Beispieltext für die Nachfristsetzung: „Laut Ihrer Auftragsbestätigung vom ... sollte unsere Bestellung ... am 22. März 2014 geliefert werden. Wir setzen Ihnen hiermit eine Frist zur Nachlieferung bis zum 27. März 2014. Mit freundlichen Grüßen.“

Lieferverzug: Die angemessene Frist zur Nachlieferung

Immer wieder kommt es zwischen Einkauf und Lieferanten zum Streit darüber, was eine angemessene Nachfrist ist. Im Streitfall würde immer ein Richter entscheiden, welche Frist angemessen ist und welche nicht. Im Gesetz wurde deswegen mit dem Begriff „angemessen“ gearbeitet, damit die Richter jeweils nach den Umständen des Einzelfalls entscheiden können. All diese Nachteile umgehen Sie, wenn Sie mit Ihren wichtigen Lieferanten individualvertraglich für alle zukünftigen Bestellungen festlegen, was eine angemessene Nachfrist ist. Vertragsklausel: „Für alle Lieferungen wird im Falle des Verzuges eine Frist zur Nachlieferung von 2 Arbeitstagen vereinbart.“

Wichtig: Ist die Nachfrist erfolglos abgelaufen, können Sie sofort Schadensersatz statt der Leistung vom Lieferanten verlangen. Sie müssen nach Fristablauf nicht einen Tag länger warten.

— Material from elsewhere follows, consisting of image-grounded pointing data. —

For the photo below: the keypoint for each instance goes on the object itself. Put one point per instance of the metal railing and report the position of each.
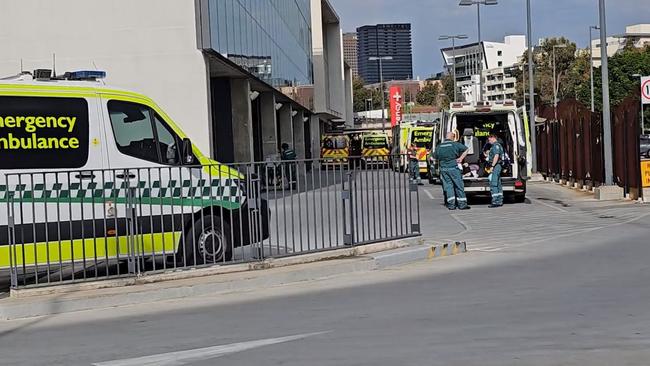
(72, 226)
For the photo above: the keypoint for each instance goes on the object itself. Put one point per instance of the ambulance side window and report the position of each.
(168, 141)
(142, 133)
(133, 130)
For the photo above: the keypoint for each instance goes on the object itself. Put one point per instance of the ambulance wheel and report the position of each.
(432, 180)
(520, 198)
(208, 241)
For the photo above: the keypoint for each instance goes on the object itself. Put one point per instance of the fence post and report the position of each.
(13, 266)
(346, 195)
(413, 187)
(131, 234)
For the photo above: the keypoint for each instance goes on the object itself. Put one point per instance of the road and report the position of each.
(566, 286)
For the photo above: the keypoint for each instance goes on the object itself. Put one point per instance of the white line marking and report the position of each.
(194, 355)
(549, 205)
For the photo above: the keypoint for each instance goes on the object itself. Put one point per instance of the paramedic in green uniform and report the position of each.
(494, 169)
(450, 154)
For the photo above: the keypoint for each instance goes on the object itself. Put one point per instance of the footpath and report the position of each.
(44, 301)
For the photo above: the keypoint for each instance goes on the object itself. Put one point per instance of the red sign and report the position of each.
(645, 90)
(396, 103)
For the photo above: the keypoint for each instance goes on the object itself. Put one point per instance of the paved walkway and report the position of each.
(552, 213)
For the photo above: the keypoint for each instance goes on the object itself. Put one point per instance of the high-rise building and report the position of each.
(350, 44)
(637, 35)
(385, 40)
(488, 60)
(240, 77)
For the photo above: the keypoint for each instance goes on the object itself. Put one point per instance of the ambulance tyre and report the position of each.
(208, 240)
(520, 197)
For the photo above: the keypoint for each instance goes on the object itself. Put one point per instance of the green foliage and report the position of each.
(573, 74)
(429, 94)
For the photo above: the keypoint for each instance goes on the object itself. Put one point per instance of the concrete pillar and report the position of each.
(242, 120)
(269, 125)
(286, 124)
(334, 73)
(315, 132)
(299, 134)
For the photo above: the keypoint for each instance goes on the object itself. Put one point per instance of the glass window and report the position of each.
(141, 133)
(168, 141)
(133, 130)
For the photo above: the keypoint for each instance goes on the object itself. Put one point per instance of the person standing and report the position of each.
(495, 157)
(450, 155)
(414, 164)
(289, 163)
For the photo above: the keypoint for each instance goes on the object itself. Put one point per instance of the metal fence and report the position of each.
(571, 147)
(71, 226)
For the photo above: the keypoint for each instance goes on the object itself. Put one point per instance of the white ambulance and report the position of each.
(472, 124)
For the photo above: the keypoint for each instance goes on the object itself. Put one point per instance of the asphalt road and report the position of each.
(561, 280)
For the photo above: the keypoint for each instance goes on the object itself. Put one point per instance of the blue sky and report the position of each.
(431, 18)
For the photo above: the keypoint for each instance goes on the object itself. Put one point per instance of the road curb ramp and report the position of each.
(34, 302)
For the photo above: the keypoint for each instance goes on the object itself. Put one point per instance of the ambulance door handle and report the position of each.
(85, 175)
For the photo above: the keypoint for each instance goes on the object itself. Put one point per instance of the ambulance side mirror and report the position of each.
(186, 151)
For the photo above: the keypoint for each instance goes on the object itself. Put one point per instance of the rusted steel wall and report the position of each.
(626, 133)
(571, 148)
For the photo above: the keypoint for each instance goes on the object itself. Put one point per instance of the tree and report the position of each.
(429, 94)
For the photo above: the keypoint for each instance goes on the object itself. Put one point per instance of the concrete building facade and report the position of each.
(239, 77)
(383, 40)
(637, 35)
(483, 60)
(500, 83)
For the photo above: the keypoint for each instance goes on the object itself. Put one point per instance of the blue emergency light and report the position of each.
(86, 75)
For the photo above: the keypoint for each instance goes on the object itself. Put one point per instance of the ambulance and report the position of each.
(374, 149)
(422, 135)
(335, 150)
(93, 173)
(472, 124)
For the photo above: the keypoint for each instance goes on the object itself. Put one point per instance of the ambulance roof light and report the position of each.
(89, 75)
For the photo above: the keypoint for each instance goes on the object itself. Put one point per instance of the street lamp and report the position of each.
(381, 86)
(642, 116)
(591, 63)
(555, 81)
(531, 87)
(453, 50)
(478, 4)
(607, 122)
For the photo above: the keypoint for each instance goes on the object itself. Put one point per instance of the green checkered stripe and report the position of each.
(225, 190)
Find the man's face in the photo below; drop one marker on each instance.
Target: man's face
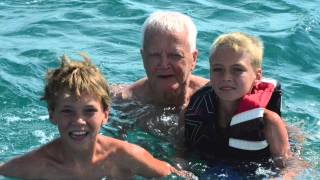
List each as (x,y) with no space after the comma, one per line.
(168,61)
(232,74)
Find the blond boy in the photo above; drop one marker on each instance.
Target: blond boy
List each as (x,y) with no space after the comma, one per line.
(78,104)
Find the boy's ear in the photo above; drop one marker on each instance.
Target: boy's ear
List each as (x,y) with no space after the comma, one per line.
(52,120)
(259,74)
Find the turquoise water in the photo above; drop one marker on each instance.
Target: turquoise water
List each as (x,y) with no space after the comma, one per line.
(34,33)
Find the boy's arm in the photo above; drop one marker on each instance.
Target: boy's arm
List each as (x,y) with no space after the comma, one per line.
(277,136)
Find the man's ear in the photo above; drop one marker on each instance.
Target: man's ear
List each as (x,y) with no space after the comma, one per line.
(194,59)
(259,74)
(51,118)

Lieferverzug: Die Berechnung des Verzugsschadens

Sie müssen die durch einen geplatzten Liefertermin entstandenen Verzugskosten zusammenrechnen und natürlich auch belegen können. Angenommen, Sie müssen einem Kunden aufgrund der Nichtlieferung Ihres Lieferanten eine Vertragsstrafe von 10.000 € bezahlen. Sie haben die 1. Handlungs-Variante gewählt – auf die Lieferung warten – weil sie zurzeit keine Alternative für diesen Lieferanten haben. Den Verzugsschaden von 10.000 € können Sie jetzt gegen die Kaufpreisforderung Ihres Lieferanten aufrechnen. Im Gesetz heißt es dazu im § 387 „Voraussetzungen (der Aufrechnung)“: „Schulden 2 Personen einander Leistungen, die ihrem Gegenstand nach gleichartig sind, so kann jeder Teil seine Forderung gegen die Forderung des anderen Teils aufrechnen, sobald er die ihm gebührende Leistung und die ihm obliegende Leistung bewirken kann. Die Aufrechnung des Verzugsschadens erfolgt durch Erklärung gegenüber Ihrem Lieferanten (§ 388 „Erklärung der Aufrechnung“). Haben Sie dagegen einen Deckungskauf getätigt, das heißt, Ihr 1. Lieferant liefert nicht mehr, müssen Sie Ihrem Lieferanten die Verzugskosten anderweitig belasten.

Tipp: Machen Sie sich mit den Verzugsansprüchen des BGB ausführlich vertraut. Damit besitzen Sie eine fundierte Argumentationsgrundlage für die unvermeidlichen Verhandlungen mit den Verkäufern bei geplatzten Lieferterminen.